Airflow SLA Miss Error Fix
In this tutorial, you'll learn about Airflow SLA Miss Error Fix. We cover key concepts, practical examples, and best practices to help you understand and apply this topic effectively.
A task takes longer than expected but no SLA miss notification is sent:
task = PythonOperator(
task_id="data_load",
python_callable=load_data,
sla=timedelta(hours=2), # Expected to complete in 2 hours
)
The SLAMissCallback is not triggered even though the task runs for 3+ hours. SLAs in Airflow are calculated relative to the DAG's scheduled execution time, not the task's start time.
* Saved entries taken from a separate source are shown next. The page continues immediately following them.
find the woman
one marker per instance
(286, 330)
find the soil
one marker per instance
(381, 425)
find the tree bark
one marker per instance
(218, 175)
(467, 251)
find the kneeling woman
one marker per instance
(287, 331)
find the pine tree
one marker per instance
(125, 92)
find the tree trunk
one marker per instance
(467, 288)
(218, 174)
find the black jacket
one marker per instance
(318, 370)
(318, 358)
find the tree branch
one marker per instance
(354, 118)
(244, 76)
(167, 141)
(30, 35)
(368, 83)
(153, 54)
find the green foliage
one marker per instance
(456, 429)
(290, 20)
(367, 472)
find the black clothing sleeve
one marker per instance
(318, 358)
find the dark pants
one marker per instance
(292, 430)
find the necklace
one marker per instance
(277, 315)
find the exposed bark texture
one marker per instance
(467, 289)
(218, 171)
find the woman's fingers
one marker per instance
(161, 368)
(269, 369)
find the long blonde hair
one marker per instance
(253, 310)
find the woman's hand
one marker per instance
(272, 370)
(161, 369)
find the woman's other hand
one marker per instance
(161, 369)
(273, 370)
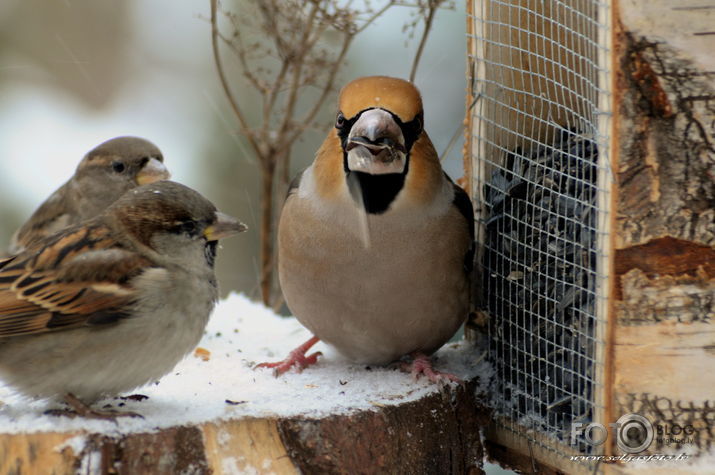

If the DAG started late, the SLA clock started before the task began running.
Step-by-Step Fix
1. Understand SLA timing
WRONG — thinking SLA = task duration:
# If DAG scheduled at 10:00, but started at 10:30 due to pool limits:
# SLA clocks starts at 10:00, not 10:30!
RIGHT — SLA is calculated from the DAG's execution_date:
| Event | Time |
|---|---|
| DAG scheduled at | 10:00 |
| DAG starts at | 10:30 |
| SLA timer | 10:00 + 2h = 12:00 |
| Task completes at | 12:15 |
If the task completes at 12:15, the SLA is missed because 12:15 > 12:00.
2. Set SLA on tasks
WRONG — no SLA set:
task = PythonOperator(
task_id="data_load",
python_callable=load_data,
# No sla parameter
)
RIGHT — set SLA:
task = PythonOperator(
task_id="data_load",
python_callable=load_data,
sla=timedelta(hours=2),
execution_timeout=timedelta(hours=3), # Hard stop
)
3. Configure SLA notification callback
WRONG — SLA miss silently ignored:
RIGHT — configure callbacks in default_args:
def sla_miss_callback(dag, task_list, blocking_task_list, slas, blocking_tis):
print(f"SLA missed for DAG: {dag.dag_id}")
for task in task_list:
print(f"Task: {task.task_id}")
send_alert(dag.dag_id, task_list)
default_args = {
"sla": timedelta(hours=2),
"sla_miss_callback": sla_miss_callback,
}
4. Check SLA in the UI
Airflow UI > DAG > SLA Misses tab
This shows all tasks that missed their SLA. If the tab is empty, no SLA misses have occurred.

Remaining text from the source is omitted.